Junior captain Derek Toomey set a career high in the 50-yard freestyle as the Gophers men’s and women’s swimming teams dominated their final home meet of the season this weekend.
Thirty-six Gophers swimmers and divers notched victories at the 10-team Minnesota Challenge on Friday and Saturday at the University Aquatic Center.
Toomey swam the 50 freestyle Friday in 19.83 seconds, tying him for the 14th-fastest time in Division I this season.
“The 50 felt awesome,” Toomey said. “Right when I hit the water, I knew I was going sub-20.”
Toomey swam the race not rested and unshaved, which made it that much more impressive, according to men’s and women’s head coach Kelly Kremer.
“We expect him to go 19 very low at the end of the year,” Kremer said, “but this time of year getting under 20 — we just haven’t had many people do it.”
For about 20 Gophers swimmers and divers, this weekend’s Minnesota Challenge was their last meet of the season.
These swimmers tapered their training regiment and shaved their legs in preparation for the meet. They also wore special compression swimsuits over the weekend.
“Even though there’s just a few of us tapering for this meet, we have the whole team behind us,” senior Natalie Herrild said. “And that’s a really cool feeling.”
One of the tapering swimmers, sophomore Jimmy Rafter, won five races and set a career high in the 100 backstroke.
Twenty-one men’s swimmers won races on the weekend, including senior captain Jared Anderson, who won the 100 breaststroke for the third consecutive weekend.
Anderson said he tried to improve his first few laps after a slower start two weekends ago.

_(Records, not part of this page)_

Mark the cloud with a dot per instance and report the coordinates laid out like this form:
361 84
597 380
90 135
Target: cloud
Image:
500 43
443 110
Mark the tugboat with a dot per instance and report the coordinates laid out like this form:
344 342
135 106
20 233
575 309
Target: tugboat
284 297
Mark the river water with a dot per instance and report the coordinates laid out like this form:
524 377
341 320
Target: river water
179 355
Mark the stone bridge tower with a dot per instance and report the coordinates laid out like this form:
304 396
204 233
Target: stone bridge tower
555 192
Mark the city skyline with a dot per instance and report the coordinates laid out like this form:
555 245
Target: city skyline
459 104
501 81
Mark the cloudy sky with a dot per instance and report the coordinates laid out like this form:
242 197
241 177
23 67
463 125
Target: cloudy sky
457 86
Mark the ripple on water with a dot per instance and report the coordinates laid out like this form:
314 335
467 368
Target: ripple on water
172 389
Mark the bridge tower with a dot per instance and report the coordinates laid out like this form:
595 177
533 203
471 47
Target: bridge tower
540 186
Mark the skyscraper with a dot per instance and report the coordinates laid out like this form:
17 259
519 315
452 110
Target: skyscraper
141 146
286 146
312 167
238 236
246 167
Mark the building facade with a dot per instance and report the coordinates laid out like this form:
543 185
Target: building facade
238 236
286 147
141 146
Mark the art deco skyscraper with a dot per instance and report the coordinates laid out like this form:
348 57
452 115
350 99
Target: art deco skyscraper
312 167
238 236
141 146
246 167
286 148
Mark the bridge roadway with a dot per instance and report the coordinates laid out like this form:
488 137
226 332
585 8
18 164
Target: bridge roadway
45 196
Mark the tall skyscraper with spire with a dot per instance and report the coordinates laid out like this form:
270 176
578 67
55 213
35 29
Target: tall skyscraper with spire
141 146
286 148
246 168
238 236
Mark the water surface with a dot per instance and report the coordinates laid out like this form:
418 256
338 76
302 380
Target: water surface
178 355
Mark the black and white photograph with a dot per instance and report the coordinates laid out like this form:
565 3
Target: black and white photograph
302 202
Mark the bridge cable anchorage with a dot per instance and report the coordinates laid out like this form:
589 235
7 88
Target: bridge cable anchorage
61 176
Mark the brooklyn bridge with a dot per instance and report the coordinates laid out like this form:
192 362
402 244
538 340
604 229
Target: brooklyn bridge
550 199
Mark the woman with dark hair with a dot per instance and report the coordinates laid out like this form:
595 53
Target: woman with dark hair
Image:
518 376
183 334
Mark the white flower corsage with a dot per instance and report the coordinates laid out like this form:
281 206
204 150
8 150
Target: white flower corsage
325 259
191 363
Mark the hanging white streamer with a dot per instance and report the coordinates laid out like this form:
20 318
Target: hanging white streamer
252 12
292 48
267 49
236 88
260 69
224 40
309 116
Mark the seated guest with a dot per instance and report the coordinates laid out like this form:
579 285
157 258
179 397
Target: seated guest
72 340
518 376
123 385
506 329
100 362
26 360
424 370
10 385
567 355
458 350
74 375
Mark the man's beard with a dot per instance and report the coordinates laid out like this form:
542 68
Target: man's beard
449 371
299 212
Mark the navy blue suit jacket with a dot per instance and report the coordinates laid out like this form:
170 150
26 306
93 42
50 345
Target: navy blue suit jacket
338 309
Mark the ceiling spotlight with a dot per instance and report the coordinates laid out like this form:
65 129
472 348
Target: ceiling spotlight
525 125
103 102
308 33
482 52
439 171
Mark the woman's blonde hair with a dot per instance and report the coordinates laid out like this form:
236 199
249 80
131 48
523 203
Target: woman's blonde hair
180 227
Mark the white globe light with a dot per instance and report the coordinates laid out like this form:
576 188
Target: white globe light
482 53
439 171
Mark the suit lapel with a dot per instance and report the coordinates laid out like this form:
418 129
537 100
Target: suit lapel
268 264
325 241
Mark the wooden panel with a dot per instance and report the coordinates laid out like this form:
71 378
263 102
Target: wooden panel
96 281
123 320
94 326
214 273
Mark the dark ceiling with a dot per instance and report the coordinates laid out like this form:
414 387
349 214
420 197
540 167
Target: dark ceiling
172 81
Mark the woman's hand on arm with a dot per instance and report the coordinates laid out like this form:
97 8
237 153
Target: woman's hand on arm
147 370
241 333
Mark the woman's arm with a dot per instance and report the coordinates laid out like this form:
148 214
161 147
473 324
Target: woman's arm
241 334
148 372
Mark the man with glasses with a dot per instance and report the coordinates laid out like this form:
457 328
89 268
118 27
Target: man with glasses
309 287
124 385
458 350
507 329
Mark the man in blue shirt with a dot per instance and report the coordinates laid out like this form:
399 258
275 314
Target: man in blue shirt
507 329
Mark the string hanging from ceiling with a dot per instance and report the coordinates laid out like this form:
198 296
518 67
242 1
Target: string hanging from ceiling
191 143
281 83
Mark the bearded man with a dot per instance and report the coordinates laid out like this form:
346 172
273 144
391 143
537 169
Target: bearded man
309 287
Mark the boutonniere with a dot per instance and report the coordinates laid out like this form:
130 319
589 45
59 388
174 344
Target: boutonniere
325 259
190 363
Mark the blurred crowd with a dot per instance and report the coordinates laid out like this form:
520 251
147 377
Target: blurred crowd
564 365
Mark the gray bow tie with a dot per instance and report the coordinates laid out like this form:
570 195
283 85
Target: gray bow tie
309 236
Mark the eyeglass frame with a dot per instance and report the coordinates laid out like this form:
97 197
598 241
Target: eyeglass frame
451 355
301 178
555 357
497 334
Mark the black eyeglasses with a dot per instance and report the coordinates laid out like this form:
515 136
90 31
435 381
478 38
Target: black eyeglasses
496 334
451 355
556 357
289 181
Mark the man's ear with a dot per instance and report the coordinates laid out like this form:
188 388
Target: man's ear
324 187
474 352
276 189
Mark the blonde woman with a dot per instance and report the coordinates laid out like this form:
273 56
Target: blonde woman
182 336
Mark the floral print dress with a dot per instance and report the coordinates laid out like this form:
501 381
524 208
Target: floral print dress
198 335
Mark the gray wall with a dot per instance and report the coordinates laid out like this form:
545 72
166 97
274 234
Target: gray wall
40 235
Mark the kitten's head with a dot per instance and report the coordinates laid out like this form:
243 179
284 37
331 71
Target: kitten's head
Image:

“It’s a good confidence booster knowing that I can go out as fast as I want to and I can still come home in the same time,” he said.
Anderson also won the 200 breaststroke.
On the women’s side, junior Monica Radecke and freshman Marina Spadoni both won five races. Sophomore Christie Clarke won three individual races, and junior diver Maggie Keefer won the 3-meter dive with a career-high score.
In the final meet of her Gophers career, Herrild won the 200-medley relay and the 400-freestyle relay.
“At the end of a career like this, all you really want to do is look at the board and smile,” Herrild said. “I’d say that a win is a really good way to do that.”
With 10 days until the start of the women’s Big Ten championships, Kremer appeared pleased with his team’s performance.
“I think we’re in good position for what’s to come,” he said.